Die Chancen, eine Schizophrenie zu entwickeln, beinhalten ein Zusammenspiel von Genen und Umwelt. Ein Beispiel für dieses Zusammenspiel sind epigenetische Veränderungen, bei denen chemische Markierungen auf der DNA die Genexpression verändern können, z. B. das Ein- und Ausschalten.

Tests an Mäusen und postmortalem menschlichem Gehirngewebe haben gezeigt, dass höhere Mpst-Spiegel mit DNA-Veränderungen korrelieren, die zu dauerhaften Veränderungen der Genexpression führen. In diesem Wissen suchte das Team nach Umweltfaktoren, die zu einem dauerhaften Anstieg der MPST führen könnten.

Da Schwefelwasserstoff vor durch Stress verursachten Entzündungen schützen kann, fragte sich das Team, ob entzündlicher Stress während der frühen Gehirnentwicklung zur Grundursache für Schizophrenie beitragen könnte.

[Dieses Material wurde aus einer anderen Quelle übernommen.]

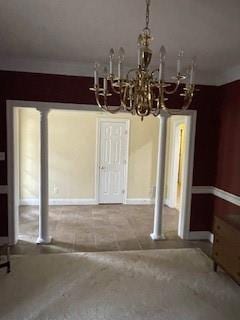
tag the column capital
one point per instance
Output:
(164, 114)
(43, 111)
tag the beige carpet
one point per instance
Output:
(171, 284)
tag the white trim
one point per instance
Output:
(13, 200)
(3, 240)
(186, 194)
(97, 170)
(218, 193)
(200, 235)
(3, 189)
(71, 68)
(140, 201)
(174, 160)
(87, 201)
(59, 202)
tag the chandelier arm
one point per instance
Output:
(105, 107)
(113, 88)
(131, 70)
(174, 89)
(97, 99)
(123, 97)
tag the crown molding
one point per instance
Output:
(86, 70)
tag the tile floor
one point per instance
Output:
(100, 228)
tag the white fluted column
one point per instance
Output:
(159, 197)
(43, 237)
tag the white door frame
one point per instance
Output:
(98, 150)
(174, 159)
(12, 154)
(13, 184)
(186, 194)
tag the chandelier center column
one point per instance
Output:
(43, 237)
(159, 198)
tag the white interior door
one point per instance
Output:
(112, 160)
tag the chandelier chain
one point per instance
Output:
(147, 13)
(143, 91)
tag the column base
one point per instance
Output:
(44, 241)
(157, 237)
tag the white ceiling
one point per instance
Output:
(80, 32)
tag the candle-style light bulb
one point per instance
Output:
(121, 55)
(96, 66)
(162, 53)
(111, 55)
(105, 79)
(162, 63)
(192, 71)
(179, 60)
(139, 49)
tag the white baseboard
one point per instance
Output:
(139, 201)
(3, 189)
(87, 201)
(200, 235)
(3, 240)
(59, 202)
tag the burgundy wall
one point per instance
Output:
(72, 89)
(228, 152)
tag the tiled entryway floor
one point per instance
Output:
(100, 228)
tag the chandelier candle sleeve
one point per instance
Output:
(143, 91)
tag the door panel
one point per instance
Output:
(112, 161)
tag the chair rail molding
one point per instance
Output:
(230, 197)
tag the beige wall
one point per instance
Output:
(72, 152)
(170, 152)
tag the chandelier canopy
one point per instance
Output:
(143, 91)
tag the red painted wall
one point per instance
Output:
(72, 89)
(228, 151)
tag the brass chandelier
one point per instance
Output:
(143, 91)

"Wir fanden heraus, dass antioxidative Marker - einschließlich der Produktion von Schwefelwasserstoff -, die oxidativen Stress und Neuroinflammation während der Gehirnentwicklung kompensieren, mit den Mpst-Spiegeln im Gehirn von Menschen mit Schizophrenie korrelieren", bemerkt Dr. Yoshikawa.

Er spekuliert darüber, was dies für die Entstehung von Schizophrenie bedeutet, und schlägt vor, dass eine epigenetische Veränderung, die die Überproduktion von Schwefelwasserstoff einschaltet, für den Rest des Lebens des Einzelnen anhält. Er nennt diese durch „Sulfidstress“ induzierte Schizophrenie.

"Unsere Ergebnisse liefern ein neues Prinzip oder Paradigma für die Entwicklung von Arzneimitteln. Derzeit testen wir, ob die Hemmung der Schwefelwasserstoffsynthese die Symptome in Mausmodellen für Schizophrenie lindern kann."